Heidemarie Schwermer from Germany has lived without money for 16 years following a lifetime of guilt about wealth stemming from her time as a World War Two refugee.
Growing up in Prussia, Heidemarie Schwermer was the daughter of a successful businessman and her family kept a nanny and full-time gardener on their payroll.
But when war struck Europe in 1939 for the second time that century Heidemarie Schwermer and her family became penniless and were forced to flee to Germany.
After years of hardship Heidemarie Schwermer’s father was able to start over with a tobacco company and cash started pouring in again.
But she now found herself at odds with their affluent lifestyle.
“We were well-off but ended up as riff-raff,” Heidemarie Schwermer said.
“We became rich again and we had to defend it. I’ve always had to justify myself, whether we were rich or poor.”
Heidemarie Schwermer, now 69, worked at a teacher and then a psychotherapist on a good wage. But instead of welcoming the hard-earned cash she yearned for those formative childhood years of struggle and strife.
As a result she became obsessed with finding new ways to live without money, eventually setting up Germany’s first exchange circle in 1994.
Give and Take Central helped people swap simple services like babysitting or house cleaning for tangible goods and Heidemarie Schwermer found she need money less and less.

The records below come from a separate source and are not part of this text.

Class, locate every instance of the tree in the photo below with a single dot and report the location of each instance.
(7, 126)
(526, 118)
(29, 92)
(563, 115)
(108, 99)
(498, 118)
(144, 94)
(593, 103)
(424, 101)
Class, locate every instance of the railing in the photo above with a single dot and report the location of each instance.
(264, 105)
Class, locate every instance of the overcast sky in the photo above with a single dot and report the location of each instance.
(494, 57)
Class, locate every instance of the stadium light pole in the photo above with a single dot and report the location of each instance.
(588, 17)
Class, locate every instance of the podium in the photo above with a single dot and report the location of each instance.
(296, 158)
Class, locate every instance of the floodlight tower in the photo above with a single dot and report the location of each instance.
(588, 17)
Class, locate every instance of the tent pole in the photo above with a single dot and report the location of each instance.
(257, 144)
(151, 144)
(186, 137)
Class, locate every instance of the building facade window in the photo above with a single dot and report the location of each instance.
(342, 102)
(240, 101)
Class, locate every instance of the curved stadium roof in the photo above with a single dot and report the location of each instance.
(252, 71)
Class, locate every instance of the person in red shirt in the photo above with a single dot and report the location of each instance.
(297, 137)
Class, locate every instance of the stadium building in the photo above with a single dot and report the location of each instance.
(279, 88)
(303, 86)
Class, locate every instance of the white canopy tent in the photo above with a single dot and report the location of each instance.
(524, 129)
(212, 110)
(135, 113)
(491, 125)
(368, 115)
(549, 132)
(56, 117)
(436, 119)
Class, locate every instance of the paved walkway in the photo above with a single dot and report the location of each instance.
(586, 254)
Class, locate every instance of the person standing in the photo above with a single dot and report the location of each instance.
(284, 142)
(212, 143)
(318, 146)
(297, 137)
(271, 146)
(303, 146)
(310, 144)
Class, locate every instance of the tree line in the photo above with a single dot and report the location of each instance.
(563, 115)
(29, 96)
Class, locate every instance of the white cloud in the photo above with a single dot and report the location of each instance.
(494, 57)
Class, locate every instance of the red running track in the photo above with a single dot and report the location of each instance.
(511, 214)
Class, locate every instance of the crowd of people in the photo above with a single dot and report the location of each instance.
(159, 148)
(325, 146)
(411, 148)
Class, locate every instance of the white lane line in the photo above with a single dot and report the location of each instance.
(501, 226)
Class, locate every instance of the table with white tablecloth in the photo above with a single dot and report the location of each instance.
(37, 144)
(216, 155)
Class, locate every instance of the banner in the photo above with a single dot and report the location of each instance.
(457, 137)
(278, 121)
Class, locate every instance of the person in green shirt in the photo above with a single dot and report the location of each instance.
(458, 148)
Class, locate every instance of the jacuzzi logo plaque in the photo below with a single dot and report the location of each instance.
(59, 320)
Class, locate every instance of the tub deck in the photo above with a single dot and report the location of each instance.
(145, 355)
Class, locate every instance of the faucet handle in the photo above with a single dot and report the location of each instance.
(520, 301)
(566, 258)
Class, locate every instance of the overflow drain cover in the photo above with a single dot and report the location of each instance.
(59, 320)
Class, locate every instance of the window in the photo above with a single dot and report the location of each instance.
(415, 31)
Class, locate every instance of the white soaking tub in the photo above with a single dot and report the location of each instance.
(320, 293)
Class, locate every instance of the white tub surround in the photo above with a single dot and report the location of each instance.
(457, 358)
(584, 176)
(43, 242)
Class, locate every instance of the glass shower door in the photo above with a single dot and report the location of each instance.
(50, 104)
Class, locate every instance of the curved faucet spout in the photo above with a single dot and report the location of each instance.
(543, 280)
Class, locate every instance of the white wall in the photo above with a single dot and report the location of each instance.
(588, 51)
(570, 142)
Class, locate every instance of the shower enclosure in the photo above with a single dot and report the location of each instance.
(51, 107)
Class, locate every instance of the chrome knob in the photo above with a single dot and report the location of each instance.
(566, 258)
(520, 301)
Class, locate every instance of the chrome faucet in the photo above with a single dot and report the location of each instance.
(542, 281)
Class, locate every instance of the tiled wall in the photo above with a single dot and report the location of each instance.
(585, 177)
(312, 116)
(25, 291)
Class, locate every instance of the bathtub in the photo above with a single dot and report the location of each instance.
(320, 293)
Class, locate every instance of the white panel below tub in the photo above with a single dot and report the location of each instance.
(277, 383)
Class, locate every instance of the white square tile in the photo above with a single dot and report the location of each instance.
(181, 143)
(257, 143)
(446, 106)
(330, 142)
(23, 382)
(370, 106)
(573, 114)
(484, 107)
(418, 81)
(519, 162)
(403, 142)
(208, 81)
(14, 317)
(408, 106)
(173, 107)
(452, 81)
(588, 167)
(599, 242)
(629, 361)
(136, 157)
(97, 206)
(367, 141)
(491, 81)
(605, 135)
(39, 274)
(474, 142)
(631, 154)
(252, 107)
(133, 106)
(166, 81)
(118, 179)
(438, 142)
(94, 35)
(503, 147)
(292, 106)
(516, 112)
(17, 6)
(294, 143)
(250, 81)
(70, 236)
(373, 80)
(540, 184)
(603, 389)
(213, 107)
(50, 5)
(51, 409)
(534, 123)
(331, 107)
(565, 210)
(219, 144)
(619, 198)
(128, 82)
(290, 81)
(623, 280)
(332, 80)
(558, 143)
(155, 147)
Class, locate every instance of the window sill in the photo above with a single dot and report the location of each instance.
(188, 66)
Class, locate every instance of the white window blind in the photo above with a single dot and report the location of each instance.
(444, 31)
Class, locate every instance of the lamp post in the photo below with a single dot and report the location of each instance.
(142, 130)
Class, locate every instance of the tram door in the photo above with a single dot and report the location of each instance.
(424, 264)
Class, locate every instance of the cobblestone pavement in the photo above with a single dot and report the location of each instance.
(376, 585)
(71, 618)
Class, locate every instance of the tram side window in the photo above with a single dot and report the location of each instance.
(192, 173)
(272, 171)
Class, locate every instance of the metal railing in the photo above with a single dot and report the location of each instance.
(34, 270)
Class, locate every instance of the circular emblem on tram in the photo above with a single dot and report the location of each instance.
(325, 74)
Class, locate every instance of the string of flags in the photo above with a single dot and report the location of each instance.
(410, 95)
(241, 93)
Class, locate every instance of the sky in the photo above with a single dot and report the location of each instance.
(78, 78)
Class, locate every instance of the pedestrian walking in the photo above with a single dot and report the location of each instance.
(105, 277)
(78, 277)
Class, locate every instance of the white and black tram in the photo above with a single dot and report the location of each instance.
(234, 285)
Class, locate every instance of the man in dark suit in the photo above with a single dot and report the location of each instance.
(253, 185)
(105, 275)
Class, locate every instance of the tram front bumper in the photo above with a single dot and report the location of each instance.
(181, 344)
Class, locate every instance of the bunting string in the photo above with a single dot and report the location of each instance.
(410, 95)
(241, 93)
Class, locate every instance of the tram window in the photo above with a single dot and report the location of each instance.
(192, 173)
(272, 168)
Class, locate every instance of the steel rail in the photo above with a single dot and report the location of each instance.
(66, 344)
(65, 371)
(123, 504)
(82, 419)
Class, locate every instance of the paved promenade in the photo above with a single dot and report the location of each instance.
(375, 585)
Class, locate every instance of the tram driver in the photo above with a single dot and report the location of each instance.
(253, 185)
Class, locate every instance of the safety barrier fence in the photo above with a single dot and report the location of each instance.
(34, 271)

Eventually when a friend asked the divorced mother-of-two to house-sit for her, Heidemarie Schwermer decided to take the plunge and live without money for one whole year.
She sold everything – including her apartment – saving just a few small items that she packed into a suitcase.
What was only meant to last 12 months became her life for the next 16 years.
“I only wanted to try to do an experiment and in that year, but I noticed a new life,” she told Business Insider.
“I didn’t want to go back to the old life.”
In the beginning Heidemarie Schwermer stayed with old friends but as word of her lifestyle spread she began giving talks on her mission – meeting new hosts on the lecture circuit.
She only accepts train fare for her speaking engagements and rejects any other attempts to pay her.
At first she also did odd jobs around her hosts’ homes, like gardening or window washing, to earn her keep but she says that these days they don’t expect anything in return.
In a documentary made about her life entitled Living Without Money, she’s seen foraging for leftover produce at fresh air markets and trading a shopkeeper a few hours of cleaning services in return for food.
Heidemarie Schwermer often receives clothing from friends, donating what she doesn’t have room for in the small suitcase she carts from home to home.